The noble and learned Lord said that the adjudicators could make decisions on documents that the applicant had not seen. The revised version of the draft immigration rules makes it clear that the applicant will be given a copy of any interview notes and other documents when there is a refusal. The applicant will have seen everything that goes to the adjudicator. That was always the Government's intention. I am glad to be able to make that point clear.

The noble Lord, Lord Richard, referred to the requirement for leave to appeal. Applicants will have the opportunity to state their case. It must be done in writing initially. Any arguable case will go to an oral hearing. We are reflecting upon the best way of operating the filter mechanism. We shall introduce amendments at a later stage.

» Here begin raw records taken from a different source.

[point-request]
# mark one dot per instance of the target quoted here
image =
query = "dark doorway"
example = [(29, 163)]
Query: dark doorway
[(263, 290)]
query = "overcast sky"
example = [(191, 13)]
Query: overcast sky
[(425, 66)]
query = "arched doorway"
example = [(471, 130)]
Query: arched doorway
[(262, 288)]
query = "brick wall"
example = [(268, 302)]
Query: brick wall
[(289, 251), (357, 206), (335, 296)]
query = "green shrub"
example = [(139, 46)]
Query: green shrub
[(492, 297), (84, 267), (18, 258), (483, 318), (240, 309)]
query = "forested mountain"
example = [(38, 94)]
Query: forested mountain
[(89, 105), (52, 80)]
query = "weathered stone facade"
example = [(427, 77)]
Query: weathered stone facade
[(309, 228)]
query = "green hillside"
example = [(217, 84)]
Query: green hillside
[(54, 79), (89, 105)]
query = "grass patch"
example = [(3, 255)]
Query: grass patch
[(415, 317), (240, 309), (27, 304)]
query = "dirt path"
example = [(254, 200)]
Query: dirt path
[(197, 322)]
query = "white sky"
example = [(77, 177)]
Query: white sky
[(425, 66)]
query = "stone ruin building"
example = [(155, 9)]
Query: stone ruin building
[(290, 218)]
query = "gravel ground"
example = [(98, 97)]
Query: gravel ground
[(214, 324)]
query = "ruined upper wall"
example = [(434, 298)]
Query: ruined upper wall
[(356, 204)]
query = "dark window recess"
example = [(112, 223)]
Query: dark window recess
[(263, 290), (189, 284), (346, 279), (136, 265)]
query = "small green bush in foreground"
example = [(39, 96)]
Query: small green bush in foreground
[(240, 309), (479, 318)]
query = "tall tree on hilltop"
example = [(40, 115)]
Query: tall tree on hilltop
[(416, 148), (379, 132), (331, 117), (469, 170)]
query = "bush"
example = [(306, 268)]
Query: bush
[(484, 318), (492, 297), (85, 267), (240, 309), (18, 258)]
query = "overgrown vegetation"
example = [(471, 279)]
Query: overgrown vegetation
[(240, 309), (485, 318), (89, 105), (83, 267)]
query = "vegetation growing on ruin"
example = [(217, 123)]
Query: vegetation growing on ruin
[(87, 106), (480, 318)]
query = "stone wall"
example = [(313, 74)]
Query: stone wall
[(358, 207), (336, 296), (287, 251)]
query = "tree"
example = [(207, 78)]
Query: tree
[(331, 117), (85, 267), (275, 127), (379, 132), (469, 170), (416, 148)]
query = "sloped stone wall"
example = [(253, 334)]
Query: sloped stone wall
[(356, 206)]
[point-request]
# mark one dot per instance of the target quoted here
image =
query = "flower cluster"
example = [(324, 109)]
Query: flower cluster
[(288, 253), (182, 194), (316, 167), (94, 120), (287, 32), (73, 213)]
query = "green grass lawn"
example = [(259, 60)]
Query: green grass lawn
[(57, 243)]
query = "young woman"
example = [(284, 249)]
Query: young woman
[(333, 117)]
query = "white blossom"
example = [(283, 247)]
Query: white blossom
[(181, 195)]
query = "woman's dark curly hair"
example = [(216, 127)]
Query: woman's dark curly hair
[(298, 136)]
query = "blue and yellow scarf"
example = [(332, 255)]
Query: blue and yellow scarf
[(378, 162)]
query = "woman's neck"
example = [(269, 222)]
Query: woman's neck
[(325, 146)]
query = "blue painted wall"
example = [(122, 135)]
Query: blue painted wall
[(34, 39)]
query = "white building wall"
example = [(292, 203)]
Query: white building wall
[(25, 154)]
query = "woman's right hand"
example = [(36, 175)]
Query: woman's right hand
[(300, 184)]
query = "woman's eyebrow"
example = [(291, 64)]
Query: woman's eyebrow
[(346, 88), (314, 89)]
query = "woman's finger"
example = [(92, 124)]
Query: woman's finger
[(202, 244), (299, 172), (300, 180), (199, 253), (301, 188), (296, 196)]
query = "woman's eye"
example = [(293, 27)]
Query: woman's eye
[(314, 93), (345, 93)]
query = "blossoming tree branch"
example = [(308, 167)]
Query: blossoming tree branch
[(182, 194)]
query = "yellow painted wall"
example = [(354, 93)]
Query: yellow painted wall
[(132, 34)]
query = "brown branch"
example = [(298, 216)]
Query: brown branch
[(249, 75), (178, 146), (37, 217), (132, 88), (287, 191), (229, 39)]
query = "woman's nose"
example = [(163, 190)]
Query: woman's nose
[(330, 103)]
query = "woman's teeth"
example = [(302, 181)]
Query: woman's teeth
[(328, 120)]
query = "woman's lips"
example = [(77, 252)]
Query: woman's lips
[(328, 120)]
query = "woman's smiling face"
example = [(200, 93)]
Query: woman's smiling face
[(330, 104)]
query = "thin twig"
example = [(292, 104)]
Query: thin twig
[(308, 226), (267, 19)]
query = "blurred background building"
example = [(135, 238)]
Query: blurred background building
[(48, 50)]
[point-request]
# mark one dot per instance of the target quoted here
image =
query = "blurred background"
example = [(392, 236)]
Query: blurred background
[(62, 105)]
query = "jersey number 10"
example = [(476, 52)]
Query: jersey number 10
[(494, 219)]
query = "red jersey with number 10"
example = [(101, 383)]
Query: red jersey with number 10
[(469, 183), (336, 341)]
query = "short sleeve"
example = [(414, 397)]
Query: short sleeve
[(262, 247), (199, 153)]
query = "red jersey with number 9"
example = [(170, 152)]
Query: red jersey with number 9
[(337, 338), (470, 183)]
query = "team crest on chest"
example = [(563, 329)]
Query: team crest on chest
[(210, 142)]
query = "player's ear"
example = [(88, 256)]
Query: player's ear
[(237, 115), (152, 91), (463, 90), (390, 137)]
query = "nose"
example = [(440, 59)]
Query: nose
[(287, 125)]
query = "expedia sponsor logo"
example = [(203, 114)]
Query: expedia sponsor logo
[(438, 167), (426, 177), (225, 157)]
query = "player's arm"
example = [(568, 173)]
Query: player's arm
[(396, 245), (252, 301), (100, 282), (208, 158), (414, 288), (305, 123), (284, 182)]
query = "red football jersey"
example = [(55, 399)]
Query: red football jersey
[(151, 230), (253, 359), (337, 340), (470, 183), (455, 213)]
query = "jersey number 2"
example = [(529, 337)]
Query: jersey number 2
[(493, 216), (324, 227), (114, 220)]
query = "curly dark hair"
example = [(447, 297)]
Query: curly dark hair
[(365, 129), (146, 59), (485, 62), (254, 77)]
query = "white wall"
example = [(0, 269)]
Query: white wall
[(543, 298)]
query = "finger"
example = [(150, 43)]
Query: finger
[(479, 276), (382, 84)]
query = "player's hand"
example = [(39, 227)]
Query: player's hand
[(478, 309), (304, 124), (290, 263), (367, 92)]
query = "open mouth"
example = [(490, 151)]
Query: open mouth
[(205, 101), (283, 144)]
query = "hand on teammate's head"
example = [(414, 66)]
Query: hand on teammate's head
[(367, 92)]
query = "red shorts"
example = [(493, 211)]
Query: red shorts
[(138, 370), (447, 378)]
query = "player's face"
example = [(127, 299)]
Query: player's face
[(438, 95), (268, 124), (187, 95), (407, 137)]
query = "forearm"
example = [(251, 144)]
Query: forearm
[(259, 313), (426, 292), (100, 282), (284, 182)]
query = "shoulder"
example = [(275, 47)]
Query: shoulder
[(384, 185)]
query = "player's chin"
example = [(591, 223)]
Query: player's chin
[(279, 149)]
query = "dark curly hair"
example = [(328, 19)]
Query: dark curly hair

A number of your Lordships were worried about the appeal procedure. The noble Lord, Lord Richard, the right reverend Prelate the Bishop of Ripon, my noble friend Lady Flather and the noble Lord, Lord Macaulay of Bragar, said that there was no right of appeal. The noble and learned Lord, Lord Ackner, and other noble Lords were also worried. Let us consider for a moment what is the position. A person who arrives at an airport, or who has been here as a visitor, applies to the Home Office for asylum. He can be accepted or refused. If he is refused, he applies to an adjudicator for leave to appeal. The adjudicator will look at the papers. He may refuse leave to appeal or grant an oral hearing. If he refuses leave to appeal, the applicant can apply to a tribunal for leave to appeal. He applies for leave to appeal, not, as the noble and learned Lord said, for a right of appeal. The only reason for that is that in all areas of the law, as he will know far better than I, one has the requirement for leave to appeal to ensure that frivolous cases do not get through. That is why a person can apply to a tribunal for leave to appeal. If that is granted, the tribunal will look at the papers. It may refuse leave to appeal or grant an oral hearing. If leave to appeal is refused at that stage, but there is a point of law which is in dispute, the applicant can apply to the Court of Appeal for leave to appeal. There are a number of appeal steps throughout the whole procedure that the applicant can use before he is turned away.

The noble Lord, Lord Macaulay, and the noble and learned Lord, Lord Ackner, referred to judicial review. The judicial review process is available at any stage to challenge the legality and propriety of any decision, but we hope that the process that is being established will make judicial review less necessary.

A number of other points have been made, but I shall not be able to get through them without being a burden upon your Lordships. The noble Lord, Lord Pitt, referred to the fact —this is an important point —that there would be no oral interviews. That is a misunderstanding. No one will be refused asylum without a full oral interview with Home Office officials. Those interviews typically take up to eight hours. The Bill provides that thereafter the adjudicator may refuse leave to appeal without an oral hearing when he is satisfied that there is no arguable claim. I shall read the debate. I know that there are a number of point to which I have not replied. I shall see whether I can reply to the majority of them by letter.

The Bill is not against the genuine asylum seeker or refugee. It seeks to weed out those people who are arriving on the back of the system—of which there has been plenty of evidence—and to ensure that the system is good and that genuine asylum seekers will be able to obtain their approval far quicker than they would have had it under the current system. For those reasons, I hope that your Lordships will give the Bill a second reading.

On Question, Bill read a second time, and committed to a Committee of the Whole House.